INEEL will likely oppose DOE contractor switch

Saturday, March 25, 2000

By Anne Minard
Journal Staff Writer
POCATELLO - Roy Evans, who directs environmental monitoring at the Idaho National Engineering and Environmental Laboratory, says his company will likely oppose its replacement by another contracting firm.
Announced earlier this week by the Department of Energy, the switch - from the non-profit Environmental Science and Research Foundation to the for-profit Stoller Corp. - stunned some Idaho State University researchers whose projects are funded through the foundation.
DOE officials have said the selection was based on an open competitive process in which technical ratings and cost, among other factors, were weighed.

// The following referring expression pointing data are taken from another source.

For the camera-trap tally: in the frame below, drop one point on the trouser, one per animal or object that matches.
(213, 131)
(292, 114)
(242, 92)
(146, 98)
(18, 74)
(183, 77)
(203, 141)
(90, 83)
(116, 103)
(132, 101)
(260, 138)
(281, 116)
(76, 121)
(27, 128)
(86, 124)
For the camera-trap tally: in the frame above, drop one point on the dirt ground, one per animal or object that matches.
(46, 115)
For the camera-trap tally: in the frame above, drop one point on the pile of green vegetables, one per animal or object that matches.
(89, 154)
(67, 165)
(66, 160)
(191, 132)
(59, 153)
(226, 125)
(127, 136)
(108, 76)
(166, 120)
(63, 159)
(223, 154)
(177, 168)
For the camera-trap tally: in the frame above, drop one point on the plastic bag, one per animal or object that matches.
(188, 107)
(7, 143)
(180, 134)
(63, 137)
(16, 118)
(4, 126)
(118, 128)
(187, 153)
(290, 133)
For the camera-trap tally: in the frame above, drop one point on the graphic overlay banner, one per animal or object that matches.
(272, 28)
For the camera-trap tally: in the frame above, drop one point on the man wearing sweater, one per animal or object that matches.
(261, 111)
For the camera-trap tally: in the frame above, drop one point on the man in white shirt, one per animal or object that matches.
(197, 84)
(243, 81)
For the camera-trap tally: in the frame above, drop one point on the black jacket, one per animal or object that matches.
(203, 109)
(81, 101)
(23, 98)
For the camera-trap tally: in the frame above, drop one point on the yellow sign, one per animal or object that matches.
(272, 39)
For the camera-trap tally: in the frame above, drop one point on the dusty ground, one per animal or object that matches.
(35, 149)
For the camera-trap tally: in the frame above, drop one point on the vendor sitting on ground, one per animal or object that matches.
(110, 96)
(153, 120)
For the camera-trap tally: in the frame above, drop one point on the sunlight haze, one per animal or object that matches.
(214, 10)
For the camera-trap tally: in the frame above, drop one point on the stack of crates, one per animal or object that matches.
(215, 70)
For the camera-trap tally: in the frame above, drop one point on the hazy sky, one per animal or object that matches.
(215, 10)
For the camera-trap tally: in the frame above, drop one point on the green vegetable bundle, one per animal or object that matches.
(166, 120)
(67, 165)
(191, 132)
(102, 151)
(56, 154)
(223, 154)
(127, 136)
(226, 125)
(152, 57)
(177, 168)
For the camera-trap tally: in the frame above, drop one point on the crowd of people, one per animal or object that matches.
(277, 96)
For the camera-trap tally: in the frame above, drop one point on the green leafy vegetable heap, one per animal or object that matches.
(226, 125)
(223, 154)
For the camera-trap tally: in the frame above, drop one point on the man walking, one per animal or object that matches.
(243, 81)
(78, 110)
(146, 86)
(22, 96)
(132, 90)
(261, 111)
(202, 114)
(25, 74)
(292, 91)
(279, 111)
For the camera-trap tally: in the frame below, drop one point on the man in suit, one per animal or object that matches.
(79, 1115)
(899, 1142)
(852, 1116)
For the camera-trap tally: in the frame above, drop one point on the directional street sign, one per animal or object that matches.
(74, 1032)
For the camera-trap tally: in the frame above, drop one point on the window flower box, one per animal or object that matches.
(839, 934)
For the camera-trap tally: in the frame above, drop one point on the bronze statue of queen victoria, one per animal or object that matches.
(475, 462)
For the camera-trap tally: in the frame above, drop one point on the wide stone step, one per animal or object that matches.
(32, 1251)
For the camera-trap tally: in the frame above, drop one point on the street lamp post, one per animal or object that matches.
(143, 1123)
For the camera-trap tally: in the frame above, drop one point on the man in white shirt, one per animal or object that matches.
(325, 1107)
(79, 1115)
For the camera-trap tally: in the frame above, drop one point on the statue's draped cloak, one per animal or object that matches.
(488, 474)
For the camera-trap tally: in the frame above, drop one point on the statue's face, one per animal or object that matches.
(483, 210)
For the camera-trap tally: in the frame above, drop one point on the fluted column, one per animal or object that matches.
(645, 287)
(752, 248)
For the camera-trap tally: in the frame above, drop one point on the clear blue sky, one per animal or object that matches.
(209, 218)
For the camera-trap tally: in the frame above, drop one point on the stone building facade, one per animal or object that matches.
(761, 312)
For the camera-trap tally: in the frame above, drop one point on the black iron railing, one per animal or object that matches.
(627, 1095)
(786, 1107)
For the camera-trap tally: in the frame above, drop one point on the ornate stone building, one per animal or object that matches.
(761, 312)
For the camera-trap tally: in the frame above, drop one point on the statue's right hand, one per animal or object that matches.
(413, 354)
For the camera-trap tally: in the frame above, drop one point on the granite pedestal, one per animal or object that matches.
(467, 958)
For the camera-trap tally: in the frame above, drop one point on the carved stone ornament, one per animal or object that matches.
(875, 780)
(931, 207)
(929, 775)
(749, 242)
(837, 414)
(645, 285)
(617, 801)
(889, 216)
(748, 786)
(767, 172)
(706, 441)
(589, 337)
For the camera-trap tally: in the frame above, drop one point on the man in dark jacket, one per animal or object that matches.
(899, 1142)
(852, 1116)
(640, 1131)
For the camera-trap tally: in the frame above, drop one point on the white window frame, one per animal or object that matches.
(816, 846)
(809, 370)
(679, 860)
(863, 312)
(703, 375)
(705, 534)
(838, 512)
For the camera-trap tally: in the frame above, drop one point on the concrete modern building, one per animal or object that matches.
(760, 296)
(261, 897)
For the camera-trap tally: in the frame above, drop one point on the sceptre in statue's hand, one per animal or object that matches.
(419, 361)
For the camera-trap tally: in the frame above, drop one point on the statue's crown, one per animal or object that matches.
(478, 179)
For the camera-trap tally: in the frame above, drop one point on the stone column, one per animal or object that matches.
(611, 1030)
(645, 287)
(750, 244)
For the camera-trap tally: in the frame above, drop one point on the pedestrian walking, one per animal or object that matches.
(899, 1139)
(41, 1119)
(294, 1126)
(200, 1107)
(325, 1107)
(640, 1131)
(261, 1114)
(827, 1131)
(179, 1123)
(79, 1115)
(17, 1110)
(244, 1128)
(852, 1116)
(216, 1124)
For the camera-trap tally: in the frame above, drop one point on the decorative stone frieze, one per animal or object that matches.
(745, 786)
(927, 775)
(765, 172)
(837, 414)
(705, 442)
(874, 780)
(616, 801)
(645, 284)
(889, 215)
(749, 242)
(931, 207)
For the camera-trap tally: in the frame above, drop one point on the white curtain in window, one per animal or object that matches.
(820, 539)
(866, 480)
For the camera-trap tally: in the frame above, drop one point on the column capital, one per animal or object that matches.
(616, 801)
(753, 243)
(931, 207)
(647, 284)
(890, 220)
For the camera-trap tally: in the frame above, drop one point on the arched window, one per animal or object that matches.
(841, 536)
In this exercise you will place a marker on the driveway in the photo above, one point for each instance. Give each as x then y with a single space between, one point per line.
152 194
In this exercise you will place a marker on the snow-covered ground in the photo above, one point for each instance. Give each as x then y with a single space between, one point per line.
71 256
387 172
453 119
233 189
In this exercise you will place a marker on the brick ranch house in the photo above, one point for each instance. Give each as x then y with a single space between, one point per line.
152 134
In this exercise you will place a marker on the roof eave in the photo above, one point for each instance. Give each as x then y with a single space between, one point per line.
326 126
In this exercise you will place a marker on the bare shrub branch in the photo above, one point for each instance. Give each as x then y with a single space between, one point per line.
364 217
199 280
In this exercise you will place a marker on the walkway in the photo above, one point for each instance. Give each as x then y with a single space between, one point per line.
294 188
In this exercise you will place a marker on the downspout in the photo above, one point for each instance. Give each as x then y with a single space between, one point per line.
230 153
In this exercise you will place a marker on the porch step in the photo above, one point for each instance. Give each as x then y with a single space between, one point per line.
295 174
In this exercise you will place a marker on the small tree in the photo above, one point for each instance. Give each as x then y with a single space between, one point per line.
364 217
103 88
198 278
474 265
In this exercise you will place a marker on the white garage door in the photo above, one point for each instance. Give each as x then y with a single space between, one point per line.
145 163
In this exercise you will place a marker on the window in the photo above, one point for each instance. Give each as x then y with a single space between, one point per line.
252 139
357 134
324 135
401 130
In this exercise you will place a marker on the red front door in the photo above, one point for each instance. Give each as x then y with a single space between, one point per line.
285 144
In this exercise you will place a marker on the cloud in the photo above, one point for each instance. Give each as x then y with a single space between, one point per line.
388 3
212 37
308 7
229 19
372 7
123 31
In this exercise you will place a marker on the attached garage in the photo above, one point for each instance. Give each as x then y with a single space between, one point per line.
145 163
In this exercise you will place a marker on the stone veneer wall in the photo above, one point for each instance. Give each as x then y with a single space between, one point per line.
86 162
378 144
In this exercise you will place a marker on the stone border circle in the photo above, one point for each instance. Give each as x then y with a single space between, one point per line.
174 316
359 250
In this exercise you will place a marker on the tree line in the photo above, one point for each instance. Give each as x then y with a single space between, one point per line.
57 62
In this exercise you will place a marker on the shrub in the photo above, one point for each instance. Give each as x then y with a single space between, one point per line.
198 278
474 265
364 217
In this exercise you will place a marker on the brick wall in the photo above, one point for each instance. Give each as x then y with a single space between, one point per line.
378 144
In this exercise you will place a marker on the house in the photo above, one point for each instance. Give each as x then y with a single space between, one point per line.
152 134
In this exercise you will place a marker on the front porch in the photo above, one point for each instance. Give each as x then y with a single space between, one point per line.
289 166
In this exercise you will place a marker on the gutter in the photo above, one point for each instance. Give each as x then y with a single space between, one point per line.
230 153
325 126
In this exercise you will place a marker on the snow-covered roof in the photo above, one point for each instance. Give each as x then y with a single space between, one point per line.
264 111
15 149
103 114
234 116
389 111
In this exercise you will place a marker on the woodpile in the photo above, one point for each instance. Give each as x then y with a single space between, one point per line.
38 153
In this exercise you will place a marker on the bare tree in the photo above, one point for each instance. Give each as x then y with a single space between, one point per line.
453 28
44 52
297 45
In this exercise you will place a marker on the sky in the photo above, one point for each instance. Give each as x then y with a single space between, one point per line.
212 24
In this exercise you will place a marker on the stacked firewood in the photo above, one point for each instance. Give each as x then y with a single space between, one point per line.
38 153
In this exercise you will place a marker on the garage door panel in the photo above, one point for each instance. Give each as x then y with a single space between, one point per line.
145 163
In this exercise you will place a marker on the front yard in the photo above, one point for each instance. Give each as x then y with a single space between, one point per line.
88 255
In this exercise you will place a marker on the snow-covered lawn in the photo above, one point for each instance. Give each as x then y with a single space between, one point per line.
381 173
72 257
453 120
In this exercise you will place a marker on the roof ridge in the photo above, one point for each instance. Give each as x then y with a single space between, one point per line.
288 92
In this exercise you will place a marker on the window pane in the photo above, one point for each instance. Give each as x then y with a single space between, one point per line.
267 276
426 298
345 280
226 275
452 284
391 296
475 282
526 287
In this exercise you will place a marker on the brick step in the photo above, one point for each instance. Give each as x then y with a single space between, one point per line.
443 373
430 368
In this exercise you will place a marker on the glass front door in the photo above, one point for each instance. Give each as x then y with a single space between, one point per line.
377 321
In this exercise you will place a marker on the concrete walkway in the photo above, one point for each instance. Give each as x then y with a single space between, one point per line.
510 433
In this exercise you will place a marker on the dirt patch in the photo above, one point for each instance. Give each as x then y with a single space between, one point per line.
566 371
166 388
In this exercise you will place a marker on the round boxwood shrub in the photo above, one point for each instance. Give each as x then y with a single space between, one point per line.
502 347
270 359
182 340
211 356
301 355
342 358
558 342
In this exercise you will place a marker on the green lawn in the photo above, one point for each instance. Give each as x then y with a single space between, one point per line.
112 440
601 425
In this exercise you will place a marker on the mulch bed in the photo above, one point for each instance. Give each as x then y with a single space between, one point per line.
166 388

Evans contends the Department of Energy's procedure to forge an alliance with Stoller was marred by irregularities.
The whole process took over two years, he said.
"It started with DOE announcing that they were going to give us the sole source contract for continuing work. There was some opposition," Evans said, declining to elaborate.
Then the DOE's position changed, Evans said, and they announced in the publication Commercial Business Daily that a competition would indeed occur for the contract.
The open competition was slated to close July 27, 1999, and was extended to August 5, Evans said.
"That was a legitimate extension," Evans said. "It was closed for several weeks, then they announced that they were going to reopen it. The whole procedure was irregular, to say the least."
Evans said the company's options for recourse are to protest to local DOE officials, DOE headquarters, or to "go over their heads" to the congressional General Accounting Office. They will pursue the latter, he said.
"We frankly don't expect to get any resolution" through local officials, he said.